The risk paid off. While critics’ reviews of the movie itself were mixed, Fraser has received universal acclaim for his portrayal. When “The Whale” premiered at the Venice Film Festival last year, Fraser tearfully bowed to a six-minute standing ovation, according to Variety.

The Spectator praised Fraser’s performance, saying, “Fraser is especially compelling, bringing a sincerity to Charlie, and an openness and gentleness.”

After years of flying under the radar, Fraser once again found himself in the spotlight, but for a wildly different role. Years of health complications have taken a toll on his physique — he no longer resembles the chiseled hunk we knew in the ’90s — but perhaps it’s for the better.

It’s almost like time has peeled back the layers of Fraser, revealing the crux of a truly talented actor. Instead of his physicality confining him to action films, Fraser can finally rise to meatier roles: ones that are touching and haunting, challenging and rewarding.

Before this year’s Oscars, Fraser spoke to The New York Times about his recent accolades. “I’m reticent to become overconfident about anything because I’ve been on the merry-go-round a number of times, and I know that if you’re too comfortable, you can become complacent.”

Of his so-called “comeback,” Fraser told Entertainment Weekly: “Careers go up and down on a valley-and-peak trajectory, but I believe that it’s always in the ascendancy. I’ve never been that far away, is the short answer. Was away, or was everyone away from me? I’ll give you the answer: It doesn’t matter.”

What awards did Brendan Fraser win for ‘The Whale’?

After “The Whale” was released last year, it received a bevy of nominations this award season. Here are all the awards Fraser won for the film:

  • Screen Actors Guild Award for outstanding performance by a male actor in a leading role.

  • Critic’s Choice Movie Award for best actor.

  • Satellite Award for best actor in a motion picture.

  • Academy Award for best actor.

What’s next for Brendan Fraser?

Fraser isn’t slowing down anytime soon. He recently took on a small role as W.S. Hamilton in Martin Scorsese’s “Killers of the Flower Moon,” appearing alongside Leonardo DiCaprio and Robert Di Niro.

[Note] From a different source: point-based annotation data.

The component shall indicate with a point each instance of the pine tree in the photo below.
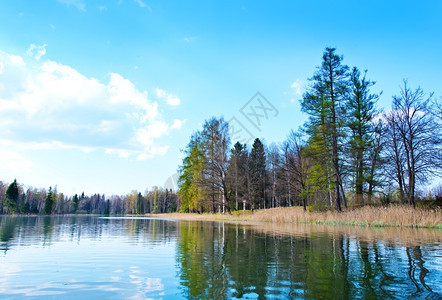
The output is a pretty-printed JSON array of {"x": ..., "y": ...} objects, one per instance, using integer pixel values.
[
  {"x": 50, "y": 201},
  {"x": 12, "y": 195},
  {"x": 257, "y": 170},
  {"x": 324, "y": 102},
  {"x": 360, "y": 113}
]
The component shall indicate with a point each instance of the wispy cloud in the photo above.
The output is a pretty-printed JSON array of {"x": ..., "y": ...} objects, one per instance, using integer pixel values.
[
  {"x": 79, "y": 4},
  {"x": 298, "y": 86},
  {"x": 36, "y": 51},
  {"x": 53, "y": 106},
  {"x": 143, "y": 4},
  {"x": 189, "y": 39},
  {"x": 171, "y": 99}
]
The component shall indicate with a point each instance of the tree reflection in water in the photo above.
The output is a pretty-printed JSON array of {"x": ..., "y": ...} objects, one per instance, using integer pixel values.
[{"x": 220, "y": 261}]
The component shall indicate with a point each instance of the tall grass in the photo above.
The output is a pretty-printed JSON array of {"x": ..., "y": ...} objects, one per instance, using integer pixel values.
[{"x": 394, "y": 215}]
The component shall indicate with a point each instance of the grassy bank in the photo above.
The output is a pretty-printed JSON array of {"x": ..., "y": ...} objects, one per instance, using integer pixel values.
[{"x": 391, "y": 216}]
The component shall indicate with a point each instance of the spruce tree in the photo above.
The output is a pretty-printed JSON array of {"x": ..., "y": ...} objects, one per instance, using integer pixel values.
[{"x": 324, "y": 101}]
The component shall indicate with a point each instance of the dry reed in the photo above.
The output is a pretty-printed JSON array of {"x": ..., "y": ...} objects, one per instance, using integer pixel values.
[{"x": 394, "y": 215}]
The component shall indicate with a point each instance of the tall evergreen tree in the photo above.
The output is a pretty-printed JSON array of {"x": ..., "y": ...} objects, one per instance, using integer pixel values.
[
  {"x": 12, "y": 194},
  {"x": 360, "y": 113},
  {"x": 324, "y": 101},
  {"x": 50, "y": 201},
  {"x": 257, "y": 170}
]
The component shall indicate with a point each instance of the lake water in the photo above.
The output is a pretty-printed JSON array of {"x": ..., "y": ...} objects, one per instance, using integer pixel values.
[{"x": 123, "y": 258}]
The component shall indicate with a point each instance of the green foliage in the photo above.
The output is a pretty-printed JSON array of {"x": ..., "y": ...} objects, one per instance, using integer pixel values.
[
  {"x": 12, "y": 194},
  {"x": 50, "y": 201},
  {"x": 319, "y": 206}
]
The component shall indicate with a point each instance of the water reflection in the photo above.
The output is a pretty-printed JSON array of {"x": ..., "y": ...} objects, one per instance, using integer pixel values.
[
  {"x": 151, "y": 258},
  {"x": 220, "y": 261}
]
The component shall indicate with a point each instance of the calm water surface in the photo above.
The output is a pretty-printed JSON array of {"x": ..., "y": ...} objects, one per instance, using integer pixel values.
[{"x": 92, "y": 257}]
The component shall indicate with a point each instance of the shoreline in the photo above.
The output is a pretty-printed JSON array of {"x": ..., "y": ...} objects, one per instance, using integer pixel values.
[{"x": 392, "y": 216}]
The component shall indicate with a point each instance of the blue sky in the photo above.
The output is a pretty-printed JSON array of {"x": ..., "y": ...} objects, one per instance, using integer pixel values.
[{"x": 100, "y": 96}]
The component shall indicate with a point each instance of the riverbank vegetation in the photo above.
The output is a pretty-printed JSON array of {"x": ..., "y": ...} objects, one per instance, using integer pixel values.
[
  {"x": 370, "y": 216},
  {"x": 348, "y": 153}
]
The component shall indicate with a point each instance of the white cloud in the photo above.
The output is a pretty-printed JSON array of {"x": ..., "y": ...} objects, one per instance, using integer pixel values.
[
  {"x": 189, "y": 39},
  {"x": 143, "y": 4},
  {"x": 178, "y": 123},
  {"x": 53, "y": 106},
  {"x": 171, "y": 99},
  {"x": 11, "y": 161},
  {"x": 298, "y": 86},
  {"x": 36, "y": 51},
  {"x": 79, "y": 4}
]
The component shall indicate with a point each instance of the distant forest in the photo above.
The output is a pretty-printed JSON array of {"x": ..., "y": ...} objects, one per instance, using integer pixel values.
[
  {"x": 15, "y": 199},
  {"x": 349, "y": 153}
]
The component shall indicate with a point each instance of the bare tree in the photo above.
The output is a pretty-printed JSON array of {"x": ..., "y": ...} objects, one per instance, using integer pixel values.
[{"x": 415, "y": 140}]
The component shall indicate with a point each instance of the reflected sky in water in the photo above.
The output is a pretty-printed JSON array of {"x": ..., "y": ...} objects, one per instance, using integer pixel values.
[{"x": 138, "y": 258}]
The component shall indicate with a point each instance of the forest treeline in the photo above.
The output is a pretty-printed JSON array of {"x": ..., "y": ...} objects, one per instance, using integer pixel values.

“We thought he’d be great for the lawyer and I admired his work over the years,” Scorsese told Variety. “He’s a wonderful actor and he was just great to work with.”

Fraser is also set to star in a new film titled “Rental Family,” according to Deadline. The film follows “a down-and-out actor living in Tokyo who is hired as a token American guy for a Japanese rental-family company, leading him on an unexpected journey of self-discovery through the roles he plays in other people’s lives.”

For fans and film connoisseurs alike, Fraser’s return to the screen is warmly welcomed. His Oscar win is evidence of this. It’s hard not to be endeared by his Oscar acceptance speech, which displays an actor that is both painfully humble and wildly deserving.

“It’s almost like the public was just waiting for this moment,” film and media historian Chris Yogerst told NPR. “Everyone has missed him. Seeing him back on the screen, it was like an old friend was back.”